Ce gouvernement de soi-même est la première condition de la liberté: il en fait à la fois la grandeur et le peril, car il exige des mœurs fortes et une énergie persévérante. Une ardeur généreuse suffit pour emporter la liberté d'assaut, mais un labeur patient, personnel, infatigable, peut seul la conserver; chacun doit la maintenir en soi et contre soi, en dominant les faiblesses, la lassitude, l'égoïsme, l'erreur, les vues ambitieuses, le désir de domination. Les vertus humbles et modestes ont ici bien plus d'efficacité que les qualités les plus brillantes. «On a tort, écrivait avec une gracieuse profondeur madame Swetchine, de confondre le courage d'action qui est facile, avec la force intérieure de résistance. Rien ne vaut ni remplace celle-là. De prétendus hommes pratiques tiennent en mince estime les droits et les garanties;

« Et le moindre grain de mil

Ferait bien mieux leur affaire. »

Il en est d'autres qui ne s'inquiètent que de la participation active au pouvoir collectif, sauf à sacrifier l'indépendance individuelle. Le matérialisme moderne et le génie des républiques de l'antiquité se rencontrent sur un terrain commun, celui de la toute-puissance de l'État; l'un et l'autre sacrifient l'individu, celui-là pour échapper aux orages de l'indépendance, celui-ci pour ne faire obéir le citoyen qu'aux lois qu'il a faites, l'un pour servir, l'autre pour commander.

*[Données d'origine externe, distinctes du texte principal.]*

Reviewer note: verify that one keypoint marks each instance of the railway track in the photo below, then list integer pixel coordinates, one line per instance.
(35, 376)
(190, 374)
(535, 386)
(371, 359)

Avec Rousseau, comme avec Mably, la liberté, c'est la souveraineté et non la faculté de disposer de notre pensée, de notre croyance et de notre activité. Pourvu qu'on exerce son droit dans les comices, on subit sans résistance le pouvoir absolu de celui ou de ceux au choix desquels on a participé; on devient l'esclave de l'État. Pour Benjamin Constant, au contraire, les formes politiques ne sont que la garantie de la liberté; elle réside tout entière dans le développement paisible des facultés et dans le respect mutuel des droits individuels. Au lieu de se borner à faire fonctionner, à de longs intervalles, des citoyens salués du titre

pompeux de souverains, il aspire à rencontrer des hommes qui se reconnaissent mutuellement les mêmes droits et qui soient protégés par les mêmes formes (1).

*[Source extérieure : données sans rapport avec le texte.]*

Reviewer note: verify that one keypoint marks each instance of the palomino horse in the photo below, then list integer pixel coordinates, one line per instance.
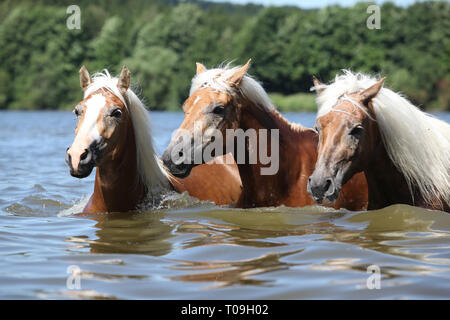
(113, 134)
(226, 99)
(404, 152)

Personne n'avait avant lui reconnu avec autant de finesse et de profondeur la différence radicale qui sépare la conception de la liberté chez les anciens et chez les modernes. « La liberté des républiques anciennes, dit-il, se composait plutôt de la participation active au pouvoir collectif, que de la jouissance paisible de l'indépendance individuelle... Les anciens étaient disposés, pour la conservation de leur importance politique et de leur part dans l'administration de l'Etat, à renoncer à leur indépendance privée... Aussi, ce que nous nommons liberté civile était inconnu chez la plupart des peuples anciens... Il en est tout autrement dans les États modernes... L'avantage que procurait au peuple la liberté comme les anciens la concevaient, c'était d'être de fait au nombre des gouvernants: avantage réel, plaisir à la fois flatteur et solide. L'avantage que procure au peuple la liberté chez les modernes, c'est d'être représenté et de concourir à cette représentation par son choix. C'est un avantage, sans doute, puisque c'est une garantie.. Mais on ne saurait exiger des hommes autant de sacrifices pour l'obtenir et le conserver. En même temps ces sacrifices seraient beaucoup plus pénibles... Les hommes n'ont besoin pour être heureux que d'être laissés dans une indépendance parfaite sur ce qui a rapport à leurs occupations, à leurs entreprises, à leur sphère d'action (2). »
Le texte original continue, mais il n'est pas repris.